RubenVerborgh commented 5 years ago

@RubenVerborgh I think your option 1 and your quoted point 4 are the same?

They are.

But each of those was already discussedand discarded in #2, right?

Hmm yeah, we really need topic-specific threads. "Implementation questions" is too generic of a thread to follow.

I really think there has not been enough discussion about this topic, and it doesn't help that it was (not purposely) hidden in another thread.

  • http request headers -> not ideal, because when you call new WebSocket(...) in JavaScript in the browser, you have no way of setting custom http headers

Agreed, this is a major blocker.

  • cookies -> not ideal, because cookies on an API are generally a bad idea

Well, no solutions are ideal, it's always a trade-off.

If Cookie is the only header we can set, and headers are deemed an interesting mechanism, we could still go for it. For instance, we can say that the API uses the Authorization header by default (for non-browser scenarios); if unavailable, then it becomes Cookie.
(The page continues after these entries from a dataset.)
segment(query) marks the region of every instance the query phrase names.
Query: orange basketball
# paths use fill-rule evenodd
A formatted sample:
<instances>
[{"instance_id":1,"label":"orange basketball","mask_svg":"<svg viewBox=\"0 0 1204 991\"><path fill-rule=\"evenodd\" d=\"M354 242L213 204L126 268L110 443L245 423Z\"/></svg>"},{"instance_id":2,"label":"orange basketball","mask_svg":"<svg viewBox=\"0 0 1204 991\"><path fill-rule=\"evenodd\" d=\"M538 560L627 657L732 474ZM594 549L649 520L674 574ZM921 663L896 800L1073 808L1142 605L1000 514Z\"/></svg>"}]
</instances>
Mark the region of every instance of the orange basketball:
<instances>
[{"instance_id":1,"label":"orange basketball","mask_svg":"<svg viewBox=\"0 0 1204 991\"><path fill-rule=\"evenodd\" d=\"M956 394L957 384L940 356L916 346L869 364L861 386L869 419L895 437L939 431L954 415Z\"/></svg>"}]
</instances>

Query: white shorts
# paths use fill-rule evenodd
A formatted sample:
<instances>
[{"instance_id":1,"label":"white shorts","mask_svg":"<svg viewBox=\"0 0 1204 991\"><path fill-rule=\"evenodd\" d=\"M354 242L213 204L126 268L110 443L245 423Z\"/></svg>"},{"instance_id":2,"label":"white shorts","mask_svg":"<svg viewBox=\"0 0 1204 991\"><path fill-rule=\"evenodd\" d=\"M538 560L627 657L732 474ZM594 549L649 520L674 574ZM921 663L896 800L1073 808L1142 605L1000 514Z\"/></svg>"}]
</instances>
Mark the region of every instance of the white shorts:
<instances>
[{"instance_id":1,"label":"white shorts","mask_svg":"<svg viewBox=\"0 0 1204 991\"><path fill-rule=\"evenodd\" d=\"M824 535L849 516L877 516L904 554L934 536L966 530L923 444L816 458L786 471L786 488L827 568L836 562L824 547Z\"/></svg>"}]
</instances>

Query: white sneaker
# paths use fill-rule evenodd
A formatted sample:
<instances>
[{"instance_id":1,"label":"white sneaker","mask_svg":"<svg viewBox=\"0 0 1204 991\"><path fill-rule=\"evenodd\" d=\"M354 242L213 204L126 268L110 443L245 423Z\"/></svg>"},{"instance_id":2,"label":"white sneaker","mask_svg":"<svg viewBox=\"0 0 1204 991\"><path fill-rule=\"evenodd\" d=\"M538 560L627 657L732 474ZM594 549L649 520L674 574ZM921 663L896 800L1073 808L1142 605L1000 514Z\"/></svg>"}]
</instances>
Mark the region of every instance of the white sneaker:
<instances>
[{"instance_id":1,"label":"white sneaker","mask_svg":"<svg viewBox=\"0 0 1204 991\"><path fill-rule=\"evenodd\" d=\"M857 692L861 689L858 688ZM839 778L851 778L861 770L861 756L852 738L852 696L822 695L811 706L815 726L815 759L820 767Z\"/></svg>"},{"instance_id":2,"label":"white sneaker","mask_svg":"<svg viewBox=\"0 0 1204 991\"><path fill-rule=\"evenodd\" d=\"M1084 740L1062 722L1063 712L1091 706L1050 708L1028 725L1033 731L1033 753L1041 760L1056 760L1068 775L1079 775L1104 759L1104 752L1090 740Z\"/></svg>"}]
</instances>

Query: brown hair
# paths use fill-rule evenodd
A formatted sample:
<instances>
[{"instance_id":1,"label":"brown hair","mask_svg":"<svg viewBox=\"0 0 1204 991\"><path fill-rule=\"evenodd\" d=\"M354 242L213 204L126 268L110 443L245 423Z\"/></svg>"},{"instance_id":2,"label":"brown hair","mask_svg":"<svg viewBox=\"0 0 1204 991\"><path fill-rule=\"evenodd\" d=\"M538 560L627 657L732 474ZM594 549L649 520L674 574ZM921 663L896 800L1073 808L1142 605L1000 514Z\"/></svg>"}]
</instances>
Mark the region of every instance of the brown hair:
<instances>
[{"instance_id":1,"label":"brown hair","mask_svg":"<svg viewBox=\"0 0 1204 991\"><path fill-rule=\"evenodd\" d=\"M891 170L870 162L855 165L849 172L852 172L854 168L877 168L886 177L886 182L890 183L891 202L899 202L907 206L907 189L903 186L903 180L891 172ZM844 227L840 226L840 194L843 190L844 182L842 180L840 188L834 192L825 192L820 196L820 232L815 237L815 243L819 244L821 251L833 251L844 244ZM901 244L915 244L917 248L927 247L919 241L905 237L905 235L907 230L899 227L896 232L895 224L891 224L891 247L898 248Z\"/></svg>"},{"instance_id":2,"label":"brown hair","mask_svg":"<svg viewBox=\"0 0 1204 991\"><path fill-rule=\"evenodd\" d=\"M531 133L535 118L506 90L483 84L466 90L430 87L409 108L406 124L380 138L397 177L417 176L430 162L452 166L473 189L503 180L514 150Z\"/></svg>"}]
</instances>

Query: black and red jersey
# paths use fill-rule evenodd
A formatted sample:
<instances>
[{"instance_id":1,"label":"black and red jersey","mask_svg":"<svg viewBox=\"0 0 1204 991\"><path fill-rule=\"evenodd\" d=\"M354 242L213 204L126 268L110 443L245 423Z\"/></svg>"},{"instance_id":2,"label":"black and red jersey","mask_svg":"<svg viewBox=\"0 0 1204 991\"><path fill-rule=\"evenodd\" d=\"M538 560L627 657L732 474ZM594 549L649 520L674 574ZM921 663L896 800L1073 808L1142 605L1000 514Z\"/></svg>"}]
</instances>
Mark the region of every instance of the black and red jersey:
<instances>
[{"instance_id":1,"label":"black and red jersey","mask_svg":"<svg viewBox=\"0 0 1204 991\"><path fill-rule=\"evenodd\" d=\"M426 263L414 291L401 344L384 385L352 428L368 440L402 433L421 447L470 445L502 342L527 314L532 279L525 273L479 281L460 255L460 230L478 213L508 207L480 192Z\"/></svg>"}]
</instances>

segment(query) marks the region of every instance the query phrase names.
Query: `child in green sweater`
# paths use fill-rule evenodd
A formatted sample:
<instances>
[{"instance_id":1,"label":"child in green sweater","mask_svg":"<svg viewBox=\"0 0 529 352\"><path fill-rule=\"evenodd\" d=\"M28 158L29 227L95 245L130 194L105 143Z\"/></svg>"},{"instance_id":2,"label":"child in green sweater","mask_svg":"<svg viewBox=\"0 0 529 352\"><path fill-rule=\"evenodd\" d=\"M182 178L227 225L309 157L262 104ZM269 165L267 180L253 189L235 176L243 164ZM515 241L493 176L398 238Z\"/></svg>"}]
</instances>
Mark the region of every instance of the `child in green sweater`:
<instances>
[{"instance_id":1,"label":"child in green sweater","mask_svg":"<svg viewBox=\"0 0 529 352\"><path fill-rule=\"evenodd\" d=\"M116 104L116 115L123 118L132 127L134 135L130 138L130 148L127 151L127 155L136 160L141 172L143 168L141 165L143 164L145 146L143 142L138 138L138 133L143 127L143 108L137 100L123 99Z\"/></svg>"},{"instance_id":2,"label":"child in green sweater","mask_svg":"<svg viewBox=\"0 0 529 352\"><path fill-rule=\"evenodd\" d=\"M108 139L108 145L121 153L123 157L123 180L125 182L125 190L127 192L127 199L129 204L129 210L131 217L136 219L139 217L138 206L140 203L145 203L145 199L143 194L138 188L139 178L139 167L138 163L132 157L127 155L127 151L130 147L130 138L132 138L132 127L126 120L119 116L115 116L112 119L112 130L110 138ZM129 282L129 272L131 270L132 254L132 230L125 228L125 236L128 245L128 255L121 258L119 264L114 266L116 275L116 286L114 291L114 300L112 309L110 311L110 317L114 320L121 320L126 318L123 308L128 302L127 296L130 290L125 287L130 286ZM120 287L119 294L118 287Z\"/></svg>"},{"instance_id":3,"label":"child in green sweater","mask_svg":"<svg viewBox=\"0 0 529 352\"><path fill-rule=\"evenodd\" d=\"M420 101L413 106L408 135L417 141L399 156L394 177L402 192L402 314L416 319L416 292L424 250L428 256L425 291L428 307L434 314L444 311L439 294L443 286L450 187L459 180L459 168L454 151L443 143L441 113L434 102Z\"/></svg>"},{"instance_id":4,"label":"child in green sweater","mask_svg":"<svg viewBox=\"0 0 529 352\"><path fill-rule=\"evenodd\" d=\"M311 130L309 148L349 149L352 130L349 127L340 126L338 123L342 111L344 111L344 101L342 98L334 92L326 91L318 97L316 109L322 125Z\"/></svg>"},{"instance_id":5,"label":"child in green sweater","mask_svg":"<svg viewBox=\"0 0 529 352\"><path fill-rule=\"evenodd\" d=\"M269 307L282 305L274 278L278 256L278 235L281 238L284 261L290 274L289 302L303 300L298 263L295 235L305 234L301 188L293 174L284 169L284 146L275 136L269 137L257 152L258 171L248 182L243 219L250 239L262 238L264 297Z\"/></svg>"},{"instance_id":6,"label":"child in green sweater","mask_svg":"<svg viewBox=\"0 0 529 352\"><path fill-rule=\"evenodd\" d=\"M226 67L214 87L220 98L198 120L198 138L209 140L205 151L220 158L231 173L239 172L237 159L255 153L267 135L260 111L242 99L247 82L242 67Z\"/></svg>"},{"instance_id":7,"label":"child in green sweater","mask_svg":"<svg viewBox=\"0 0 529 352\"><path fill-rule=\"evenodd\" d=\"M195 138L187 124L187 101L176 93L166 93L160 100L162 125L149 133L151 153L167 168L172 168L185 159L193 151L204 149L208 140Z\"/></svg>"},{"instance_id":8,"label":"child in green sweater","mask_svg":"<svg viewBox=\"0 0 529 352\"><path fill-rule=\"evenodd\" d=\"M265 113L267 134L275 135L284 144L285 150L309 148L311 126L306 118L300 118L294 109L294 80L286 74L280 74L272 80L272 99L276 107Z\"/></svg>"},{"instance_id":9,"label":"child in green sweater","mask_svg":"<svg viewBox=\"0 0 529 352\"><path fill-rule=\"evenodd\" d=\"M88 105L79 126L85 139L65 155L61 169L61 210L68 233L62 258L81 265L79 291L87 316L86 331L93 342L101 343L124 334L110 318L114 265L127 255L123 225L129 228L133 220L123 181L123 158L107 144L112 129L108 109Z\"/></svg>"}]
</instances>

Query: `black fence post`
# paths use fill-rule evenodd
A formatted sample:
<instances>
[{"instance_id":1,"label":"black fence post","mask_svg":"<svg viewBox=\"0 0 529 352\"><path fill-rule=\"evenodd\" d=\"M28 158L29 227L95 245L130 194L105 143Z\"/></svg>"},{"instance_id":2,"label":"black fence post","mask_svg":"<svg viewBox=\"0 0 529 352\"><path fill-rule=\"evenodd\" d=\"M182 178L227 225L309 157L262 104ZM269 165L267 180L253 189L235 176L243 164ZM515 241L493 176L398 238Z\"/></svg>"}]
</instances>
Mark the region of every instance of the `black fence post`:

  • auth command -> not ideal, because it would break existing apps

I don't consider this a sufficient argument, because every possible solution we can pick at this point breaks existing apps. It used to be unauthorized, now it is; that simple fact breaks things. Happy to provide examples when in doubt.

  • access tickets -> the one I chose. It does raise valid security considerations, but these can be mitigated, and are probably not as bad as they seem, especially because we require TLS

We need much, much more discussion. This is a medium spec change, not something small.

RubenVerborgh commented 5 years ago

"unauthenticated" or public (which is the current situation anyway)

Unfortunately, "God mode" is the default.